The results of this exercise are:

1. Strengths

(a) High quality with relevant and very strong statistical products over long term;
(b) Strong “brand value” of official statistics locally and internationally;
(c) Ability and ‘stamina’ to produce statistics for long-term records and consistency;
(d) International collaboration has started mainly because it is becoming too expensive for each NSO to individually change their tailor-made production processes and products.

2. Weaknesses

(a) A limited outside and “client-centric” view;
(b) Communication of products and results is often not good enough;
(c) Workforce and processes should be more agile to follow rapidly the changing needs of society;
(d) NSOs are not efficient enough in their processes and rely too much on human effort;
(e) The statistical industry as a whole has no clear silhouette or definition; international coherence is low;
(f) NSOs should provide more information about statistics, regarding both quality and other metadata;
(g) Top-level commitment to bring about the changes needed to align the statistical industry with the changing environment is not broadly understood as the key factor in this change process.

3. Opportunities

(a) In some specific statistical domains, cross-border data become more important (globalisation, enterprise groups, climate change).
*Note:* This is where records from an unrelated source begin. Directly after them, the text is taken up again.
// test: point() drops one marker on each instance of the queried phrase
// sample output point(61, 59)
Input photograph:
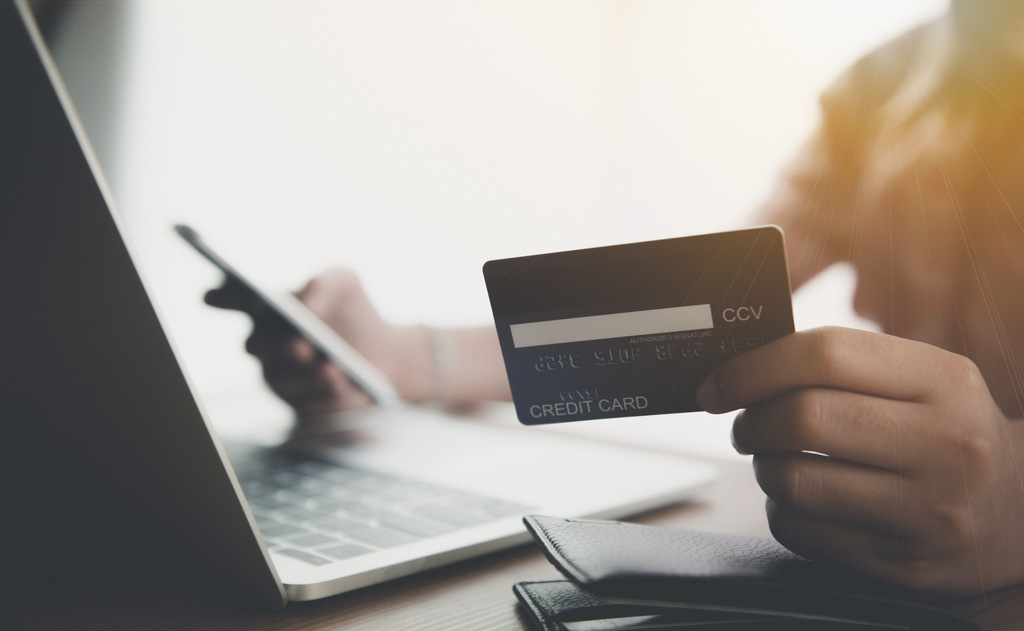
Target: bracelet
point(440, 353)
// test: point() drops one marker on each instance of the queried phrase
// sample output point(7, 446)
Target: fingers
point(830, 358)
point(832, 490)
point(839, 423)
point(868, 551)
point(301, 376)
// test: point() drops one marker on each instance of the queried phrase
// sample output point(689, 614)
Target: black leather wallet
point(626, 576)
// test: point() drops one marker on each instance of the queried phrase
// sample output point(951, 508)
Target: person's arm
point(886, 455)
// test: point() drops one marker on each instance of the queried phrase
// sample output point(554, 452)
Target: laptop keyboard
point(320, 512)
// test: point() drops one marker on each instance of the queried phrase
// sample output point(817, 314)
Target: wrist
point(422, 361)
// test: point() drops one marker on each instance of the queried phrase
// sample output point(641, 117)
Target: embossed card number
point(634, 329)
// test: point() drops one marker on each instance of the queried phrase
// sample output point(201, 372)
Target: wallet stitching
point(553, 544)
point(544, 615)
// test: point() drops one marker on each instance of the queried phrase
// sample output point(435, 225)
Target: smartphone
point(359, 370)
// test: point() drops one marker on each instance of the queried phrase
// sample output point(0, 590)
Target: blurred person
point(898, 453)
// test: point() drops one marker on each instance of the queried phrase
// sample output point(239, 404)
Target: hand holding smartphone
point(361, 372)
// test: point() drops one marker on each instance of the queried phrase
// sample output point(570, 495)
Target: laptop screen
point(89, 378)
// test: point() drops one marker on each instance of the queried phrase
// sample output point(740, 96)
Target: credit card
point(634, 329)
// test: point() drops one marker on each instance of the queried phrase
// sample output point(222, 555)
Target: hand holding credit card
point(634, 329)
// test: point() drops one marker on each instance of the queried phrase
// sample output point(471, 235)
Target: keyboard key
point(311, 540)
point(381, 537)
point(344, 551)
point(312, 559)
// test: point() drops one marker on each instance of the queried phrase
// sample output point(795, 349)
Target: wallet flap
point(664, 566)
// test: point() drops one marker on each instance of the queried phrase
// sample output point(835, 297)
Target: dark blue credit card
point(633, 329)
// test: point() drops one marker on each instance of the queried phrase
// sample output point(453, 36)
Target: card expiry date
point(634, 329)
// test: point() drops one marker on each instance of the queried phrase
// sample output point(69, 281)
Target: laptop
point(91, 379)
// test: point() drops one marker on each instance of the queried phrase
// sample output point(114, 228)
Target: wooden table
point(133, 587)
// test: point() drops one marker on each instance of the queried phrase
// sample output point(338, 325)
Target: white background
point(414, 140)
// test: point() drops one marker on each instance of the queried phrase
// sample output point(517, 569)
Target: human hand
point(305, 379)
point(882, 454)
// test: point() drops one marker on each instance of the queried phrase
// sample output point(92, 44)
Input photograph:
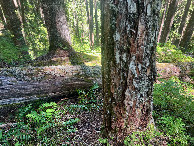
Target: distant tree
point(91, 25)
point(163, 18)
point(168, 21)
point(57, 27)
point(87, 11)
point(2, 19)
point(129, 39)
point(185, 41)
point(14, 26)
point(183, 21)
point(96, 22)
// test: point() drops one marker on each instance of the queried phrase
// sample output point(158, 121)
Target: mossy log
point(20, 85)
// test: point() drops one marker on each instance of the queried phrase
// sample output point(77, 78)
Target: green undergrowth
point(173, 110)
point(49, 123)
point(168, 53)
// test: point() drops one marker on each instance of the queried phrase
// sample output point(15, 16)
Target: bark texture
point(185, 41)
point(162, 19)
point(19, 85)
point(129, 36)
point(168, 21)
point(14, 24)
point(96, 22)
point(183, 21)
point(56, 23)
point(2, 17)
point(91, 25)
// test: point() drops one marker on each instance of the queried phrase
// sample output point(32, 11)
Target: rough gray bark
point(185, 41)
point(183, 21)
point(87, 11)
point(14, 25)
point(162, 19)
point(57, 26)
point(96, 22)
point(91, 25)
point(168, 21)
point(129, 36)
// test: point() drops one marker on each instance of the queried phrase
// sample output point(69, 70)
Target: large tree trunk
point(162, 19)
point(184, 17)
point(14, 25)
point(91, 25)
point(185, 41)
point(169, 21)
point(57, 27)
point(96, 21)
point(2, 17)
point(87, 11)
point(129, 36)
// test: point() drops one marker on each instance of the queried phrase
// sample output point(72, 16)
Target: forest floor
point(89, 126)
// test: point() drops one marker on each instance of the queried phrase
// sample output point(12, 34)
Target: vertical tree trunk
point(56, 23)
point(168, 21)
point(2, 17)
point(58, 30)
point(184, 17)
point(185, 41)
point(14, 25)
point(129, 39)
point(162, 19)
point(77, 26)
point(96, 21)
point(87, 11)
point(91, 25)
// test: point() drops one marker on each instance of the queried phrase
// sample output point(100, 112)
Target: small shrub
point(170, 98)
point(46, 125)
point(141, 138)
point(174, 128)
point(170, 54)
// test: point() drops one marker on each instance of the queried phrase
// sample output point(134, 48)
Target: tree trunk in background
point(163, 18)
point(58, 30)
point(91, 25)
point(2, 17)
point(168, 21)
point(129, 39)
point(77, 26)
point(96, 21)
point(87, 11)
point(56, 23)
point(14, 26)
point(185, 41)
point(184, 17)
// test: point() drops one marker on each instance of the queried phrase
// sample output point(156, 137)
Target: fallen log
point(26, 84)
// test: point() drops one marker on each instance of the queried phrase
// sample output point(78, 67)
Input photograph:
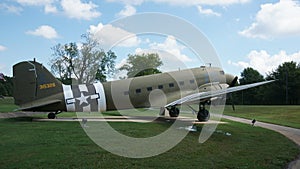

The work and products of NSOs should be expanded to explain what is happening on a multinational level;
(b) The “open data” movement may increase the sources available for official statistics;
(c) NSOs could collaborate (more) with (commercial) external parties;
(d) The official statistics industry could play a more active role regarding new and alternative data sources and collection methods;
(e) NSOs could be quality institutes that certify statistical inputs/outputs of other (commercial) parties;
(f) In the statistical domain the NSOs can lead when it comes to defining and maintaining international standards;
(g) Standardisation of production process (plug and play technology) and products of NSOs to increase international comparison and quality control of products;
(h) Consolidation of NSOs roles as public supplier of trust and quality;
(i) International coherence and the willingness to form a more closely knit statistical community or industry are beginning to materialize;
(j) Specialisation of NSOs in certain products to increase efficiency in the production process of these products. This specialisation in products could vary across countries and sectors to optimize the possibilities of specialisation.

4. Threats

(a) Other organisations are starting to create output NSOs used to have a monopoly on;
(b) Reduced staff and budget cuts;
(c) Weak/fragile coordination of international collaboration activities;
(d) Society wants more timeliness in statistics, both in disseminating existing products and in developing new products;
(e) Some government clients do not distinguish between official and non-official data sources for ad hoc questions, as long as it meets their purpose;
(f) New technologies like open data can seduce NSOs into losing focus of their core business.’